L’hiver dernier, je suis allé voir le film Big miracle qui relate le sauvetage de baleines prisonnières des glaces au nord de l’Alaska en 1988. Incapables de rejoindre l’océan à cause de la formation précoce de glace, trois baleines grises – les parents et leur baleineau – sont condamnées à mourir. Un journaliste local saisit l’occasion de faire un bon reportage. La nouvelle porte loin. De bulletin en bulletin elle est retransmise sur les grandes chaînes nationales, si bien que bientôt tous les États-Unis sont en émoi.
Des chasseurs inuits connus du journaliste proposent de les abattre pour que leur peuple bénéficie de leur chair. Mais le journaliste le leur déconseille en disant grosso modo: «Je comprends vos traditions, mais la population américaine n’y verrait qu’un horrible massacre.»

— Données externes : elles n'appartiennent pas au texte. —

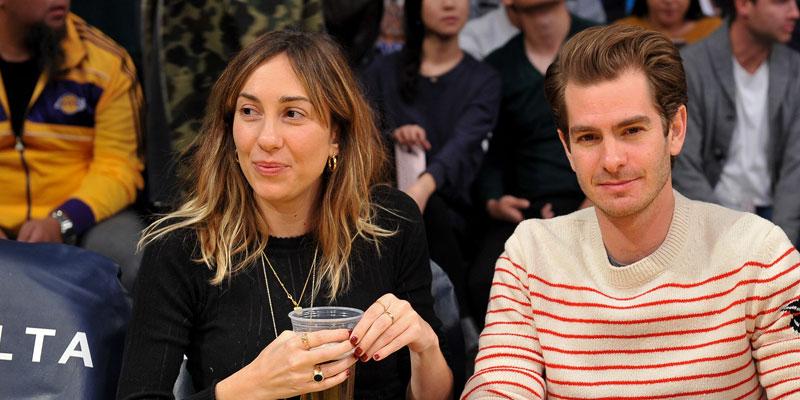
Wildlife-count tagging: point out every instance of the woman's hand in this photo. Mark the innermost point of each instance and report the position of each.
(388, 325)
(411, 135)
(285, 368)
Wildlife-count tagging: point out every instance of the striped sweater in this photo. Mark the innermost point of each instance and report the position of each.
(708, 315)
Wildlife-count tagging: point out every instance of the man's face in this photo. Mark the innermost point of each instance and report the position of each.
(769, 20)
(52, 13)
(617, 145)
(537, 15)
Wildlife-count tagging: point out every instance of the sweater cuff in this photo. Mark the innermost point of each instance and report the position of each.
(80, 214)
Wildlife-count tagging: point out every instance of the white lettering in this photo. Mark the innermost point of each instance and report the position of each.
(78, 340)
(39, 342)
(4, 356)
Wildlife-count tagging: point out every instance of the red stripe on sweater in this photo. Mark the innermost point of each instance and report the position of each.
(641, 351)
(502, 383)
(665, 301)
(511, 355)
(640, 335)
(793, 351)
(782, 367)
(496, 393)
(655, 381)
(500, 346)
(646, 366)
(657, 288)
(510, 334)
(665, 396)
(504, 310)
(666, 318)
(782, 395)
(782, 381)
(501, 296)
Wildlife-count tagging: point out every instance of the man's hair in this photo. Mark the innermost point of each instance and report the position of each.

Le Président même finit par s’en mêler, si bien qu’en recourant à des moyens extraordinaires, dont un énorme brise-glace soviétique, deux baleines finissent par être libérées; le baleineau n’a pas survécu.
Le film m’a laissé songeur. Le sauvetage a réussi: tant mieux pour les baleines. L’événement fut aussi l’occasion d’éprouver et d’améliorer les moyens de sauvetage dans des conditions difficiles. Mais à bien considérer le caractère périlleux de l’opération –notamment la traction d’une barge par des hélicoptères –, ainsi que sa complexité et son coût, je me demande si la solution proposée par les Inuits n’était pas la meilleure dans les circonstances.
Les autochtones ont toujours eu un rapport étroit, vital même, avec la nature. Ils tirent d’elle ce qui leur est nécessaire en lui témoignant une forme de respect, de reconnaissance. Kateri Tekakwitha n’a pas fait exception, à cette nuance près que dans son cheminement elle a réussi à identifier l’objet de sa reconnaissance, «Rawenniio», qui veut dire «Dieu».
Dans sa biographie de la jeune Amérindienne (comme vous voyez, j’ai commencé à apprendre le japonais…), Rachel Jodoin la présente régulièrement en train de transformer des matériaux tels des écorces pour différents besoins. Elle préparait le gibier et se retirait souvent dans la forêt pour prier et remercier Dieu pour tous ses dons.
Un don. C’est probablement ce que les Inuits d’Alaska voyaient dans les trois baleines prisonnières malgré eux et malgré elles; «un don de Rawenniio», aurait dit Kateri. Pour elle, les abattre serait revenu à un acte de prélèvement sur ses largesses.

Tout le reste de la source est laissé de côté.